SINGAPORE — In a moment of magic at Grace Orchard School recently, visiting American singer and guitarist Tony Memmel received a request from a student to play a pop song. When he started on the first few bars of Katy Perry’s Roar, another student picked up an extra microphone, made his way to the front of the audience and began belting out the song.
“Everybody was singing and clapping along with him, he made our day,” said Mr Memmel’s wife Lesleigh, who accompanied him to the school, which caters to students with mild intellectual disability and mild autism.
The couple were here for six days last month as Mr Memmel, who turns 32 on Sunday (Dec 3), was part of the American Music Abroad Tour organised by the United States Embassy in Singapore.
Born without a left forearm and hand, Mr Memmel taught himself to play the guitar by making a cast out of duct tape that functions as a guitar pick to his arm.
He and his band visited several schools including Juying Secondary and Grace Orchard School, and also interacted with children from the Cerebral Palsy Alliance Singapore. They held a free concert for about 100 people at the Enabling Village, for which the TODAY Enable Fund sponsored the venue.
Ms Memmel, 32, who used to work as a nurse, plays the piano and helps with the handling of music and sound equipment.
They first met 13 years ago in choir practice as students at the University of Wisconsin Oshkosh. “He walked in and asked if he could sit by me, and we dated… and it’s been nine years since we’ve been married now,” said Ms Memmel.
Besides their music, their relationship has also inspired others.
A meeting with a boy in Uruguay was one of the most memorable to date. “(The) teenage boy said that he was so moved just by seeing Lesleigh and I together, (as it was) very rare to see someone with a physical disability like mine with someone ‘normal’ like Lesleigh in a relationship,” said Mr Memmel. “By just being who we are, we are able to touch people in a way we never could have expected.”
Said his wife: “I never gave his disability a second thought because he was such a nice person.”
Mr Memmel spent eight years experimenting with ways to attach a pick to his elbow so he could pluck the strings of the guitar.
“I started by just going around the house… collecting a box of supplies that I thought would help me… glue, tape, string, sleeves, socks,” he said.
After eight years of trial and error, he perfected the taping mechanism by wrapping Gorilla tape around his elbow and creating a sharp end that functions as a pick.
His limb difference has helped him develop a strong work ethic.
“(It) takes work to get good at tasks, and sometimes extra time and practice and a way of thinking outside the box to accomplish things,” said Mr Memmel.

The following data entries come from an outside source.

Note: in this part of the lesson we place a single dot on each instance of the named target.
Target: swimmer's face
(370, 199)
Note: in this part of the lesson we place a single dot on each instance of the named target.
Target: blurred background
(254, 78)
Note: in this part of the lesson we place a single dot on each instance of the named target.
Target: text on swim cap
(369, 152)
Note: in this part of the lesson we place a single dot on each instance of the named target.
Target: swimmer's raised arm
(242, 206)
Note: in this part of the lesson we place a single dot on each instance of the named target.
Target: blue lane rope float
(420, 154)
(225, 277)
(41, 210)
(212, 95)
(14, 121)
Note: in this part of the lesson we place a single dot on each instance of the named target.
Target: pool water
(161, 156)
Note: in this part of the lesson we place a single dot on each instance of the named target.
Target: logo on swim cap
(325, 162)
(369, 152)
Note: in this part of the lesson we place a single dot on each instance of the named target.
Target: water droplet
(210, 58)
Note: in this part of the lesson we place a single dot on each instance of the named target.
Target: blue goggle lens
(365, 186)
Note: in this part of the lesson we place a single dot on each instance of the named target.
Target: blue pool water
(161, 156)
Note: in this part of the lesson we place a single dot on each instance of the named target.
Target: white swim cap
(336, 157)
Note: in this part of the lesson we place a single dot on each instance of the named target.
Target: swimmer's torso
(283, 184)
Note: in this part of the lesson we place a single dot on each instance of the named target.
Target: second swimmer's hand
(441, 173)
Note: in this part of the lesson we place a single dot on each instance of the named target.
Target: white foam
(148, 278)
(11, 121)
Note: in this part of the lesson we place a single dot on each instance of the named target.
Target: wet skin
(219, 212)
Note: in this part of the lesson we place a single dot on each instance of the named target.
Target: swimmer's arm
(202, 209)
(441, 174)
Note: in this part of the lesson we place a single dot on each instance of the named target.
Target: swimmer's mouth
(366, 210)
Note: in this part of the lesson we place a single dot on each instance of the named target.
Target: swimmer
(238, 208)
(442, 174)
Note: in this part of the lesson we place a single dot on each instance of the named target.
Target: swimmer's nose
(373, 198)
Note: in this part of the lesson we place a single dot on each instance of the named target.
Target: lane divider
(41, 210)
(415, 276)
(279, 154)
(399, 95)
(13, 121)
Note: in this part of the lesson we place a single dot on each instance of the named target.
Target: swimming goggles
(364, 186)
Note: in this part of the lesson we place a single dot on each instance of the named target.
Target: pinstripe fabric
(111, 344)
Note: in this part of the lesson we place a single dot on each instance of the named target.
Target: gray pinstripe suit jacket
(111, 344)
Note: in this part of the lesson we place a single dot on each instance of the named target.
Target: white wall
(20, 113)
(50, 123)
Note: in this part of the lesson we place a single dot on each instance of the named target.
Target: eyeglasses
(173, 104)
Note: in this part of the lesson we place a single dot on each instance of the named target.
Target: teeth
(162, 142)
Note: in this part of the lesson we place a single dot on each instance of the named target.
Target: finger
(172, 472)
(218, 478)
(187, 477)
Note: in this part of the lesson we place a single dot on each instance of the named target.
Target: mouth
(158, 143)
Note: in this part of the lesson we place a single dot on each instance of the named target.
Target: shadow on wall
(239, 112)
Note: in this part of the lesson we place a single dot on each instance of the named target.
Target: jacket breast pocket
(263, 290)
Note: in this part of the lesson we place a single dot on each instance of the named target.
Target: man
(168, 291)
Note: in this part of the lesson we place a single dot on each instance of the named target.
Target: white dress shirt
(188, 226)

He still keeps his first guitar — a Fender Stratocaster electric left-handed guitar in midnight blue, bought with money earned as a part-time soccer referee and baby-sitter in his teens – at home on a stand.
“There’s all this grime and dirt from all of the duct tape that came off from my picks from learning how to play… and it just shows me how much time I spent learning how to play with that guitar,” he said. “I’ll never clean it.”